Il prend très rarement des vacances et son café du matin représente son moment de détente. Il n’a voté que deux fois dans sa vie en 2007 et 2012, séduit par Sarkozy. Il dit qu’aujourd’hui les gens sont plus tolérants : « on peut parler de politique, il n’y aura pas d’altercation ». La parole est libérée. Dans un bar, il y a des artisans, des écrivains, des ouvriers, des infirmières, des gens qui ramassent les poubelles : tout le monde se côtoie et discute.

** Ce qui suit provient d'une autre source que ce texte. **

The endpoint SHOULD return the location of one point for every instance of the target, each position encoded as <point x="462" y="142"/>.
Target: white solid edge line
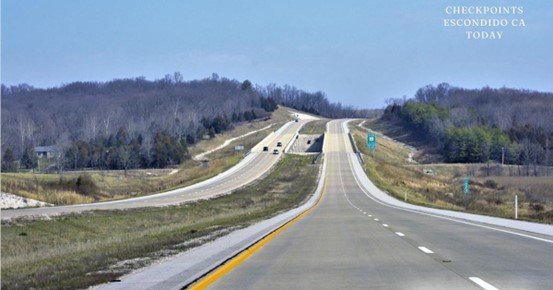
<point x="482" y="283"/>
<point x="426" y="250"/>
<point x="440" y="216"/>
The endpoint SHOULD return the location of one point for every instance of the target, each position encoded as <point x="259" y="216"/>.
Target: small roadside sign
<point x="466" y="185"/>
<point x="371" y="141"/>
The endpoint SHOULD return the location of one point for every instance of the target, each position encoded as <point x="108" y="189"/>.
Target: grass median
<point x="78" y="251"/>
<point x="115" y="184"/>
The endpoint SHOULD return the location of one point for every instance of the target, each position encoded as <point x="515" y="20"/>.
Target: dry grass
<point x="389" y="169"/>
<point x="114" y="184"/>
<point x="91" y="248"/>
<point x="314" y="127"/>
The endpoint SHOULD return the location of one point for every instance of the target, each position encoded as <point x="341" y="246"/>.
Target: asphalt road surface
<point x="252" y="167"/>
<point x="350" y="241"/>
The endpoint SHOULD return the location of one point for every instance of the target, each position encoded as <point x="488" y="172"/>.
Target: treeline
<point x="501" y="125"/>
<point x="316" y="103"/>
<point x="90" y="113"/>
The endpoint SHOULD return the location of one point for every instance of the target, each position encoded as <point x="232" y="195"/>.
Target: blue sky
<point x="358" y="52"/>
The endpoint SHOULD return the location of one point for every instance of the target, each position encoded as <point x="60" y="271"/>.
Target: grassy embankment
<point x="314" y="127"/>
<point x="82" y="250"/>
<point x="440" y="185"/>
<point x="113" y="184"/>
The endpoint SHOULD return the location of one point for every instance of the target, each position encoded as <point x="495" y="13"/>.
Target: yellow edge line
<point x="225" y="268"/>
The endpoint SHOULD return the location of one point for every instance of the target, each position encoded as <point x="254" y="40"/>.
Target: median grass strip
<point x="392" y="169"/>
<point x="314" y="127"/>
<point x="82" y="250"/>
<point x="114" y="184"/>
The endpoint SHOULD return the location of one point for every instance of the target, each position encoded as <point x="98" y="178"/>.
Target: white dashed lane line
<point x="482" y="283"/>
<point x="426" y="250"/>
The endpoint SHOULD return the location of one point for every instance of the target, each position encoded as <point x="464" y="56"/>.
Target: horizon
<point x="48" y="44"/>
<point x="410" y="96"/>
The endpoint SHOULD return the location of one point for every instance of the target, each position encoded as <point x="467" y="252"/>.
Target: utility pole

C’est du débat. Pourtant, c’est « un peu conflictuel » car le Français est « un peu hypocrite », « gueulard ».

 

Selon lui, si Sarkozy n’avait pas eu la crise, « il aurait été moins critiqué ». Ca a été une mise à mort, dit-il. Il avait mis des gens de gauche à des bonnes places, DSK au FMI. Chez mon interlocuteur, Dominique Strauss-Kahn est décrit comme quelqu’un de brillant et compétent, qui « présente beaucoup mieux » qu’Hollande. Ses frasques sexuelles, cela relève de la vie privée.

 

Hollande : « Il ne connaît rien, n’a rien fait en Corrèze ». Avec lui, « ça va être le bordel ». Ceux qui ont de l’argent vont partir. Il dit qu’en tant qu’artisan, il devait faire des chantiers dans trois magasins, mais qu’avec l’élection il n’en aura plus qu’un. Un patron qu’il connaît ferme quatre magasins (mais en garde une dizaine) et vire 18 personnes car il ne veut pas payer pour un gouvernement socialiste. Information non vérifiée. « On va voir le paquet de chômeurs qu’on va avoir », prédit-il. De même, la crise, « ce sera pire avec Hollande ».

 

Bayrou, c’est « ni oui, ni non ». Il le traite de « bâtard », de « merde ». Marine Le Pen, elle est critiquée de chaque côté, mais « il y a une évolution » dans son discours. Faire voter les étrangers est pour lui inadmissible. « Ils s’engraissent sur les Français ». « Il y a des gens qui profitent du système ». « Ca fait trente ans que ça dure, les conneries ». Des propos brut de décoffrage.

 

S’agissant du travail, il me parle de son fils de 18 ans qu’il a pris comme apprenti, mais à qui il ne fait pas de cadeau. Il a eu jusqu’à 4 salariés, mais aujourd’hui, il travaille seulement avec son fils.

 

Il dit qu’il faut mettre les jeunes au travail, leur « apprendre à bosser », « pour que les cotisations rentrent ». Le RSA rapporte trop par rapport au SMIC. Payer les gens en fonction des diplômes, c’est « une connerie ». Ce qui compte, c’est l’expérience. Quelqu’un qui a « 20 ans de boîte » mérite plus qu’un jeune diplômé. Et aujourd’hui, « une fois qu’un mec est formé, il se barre ailleurs ».  Au chômage, il prétend qu’il y a « 80 % de feignants et 20 % de gens qui ne trouvent pas dans leur profession ».

 

Il faut selon lui « rééduquer les gens » et commencer par ne pas dépenser plus que ce qu’on gagne. Comment une famille modeste peut-elle avoir 5 portables (dont des iPhone) et internet ?

 

Il parle d’envoyer des flics et des légionnaires dans les cités pour « foutre des branlées ».

 

S’il approuve l’euthanasie « pour ceux qui veulent », il est contre le mariage homosexuel (le pacs c’est bien, mais il ne faut pas appeler une union mariage) et surtout l’adoption par ces couples : « il faut arrêter les conneries ».

 

Etre indépendant, « c’est une liberté qui revient très cher ». Il admet qu’il n’aime pas être commandé. Il dit qu’avant 1985, les artisans gagnaient de l’argent, mais que ce n’est plus le cas.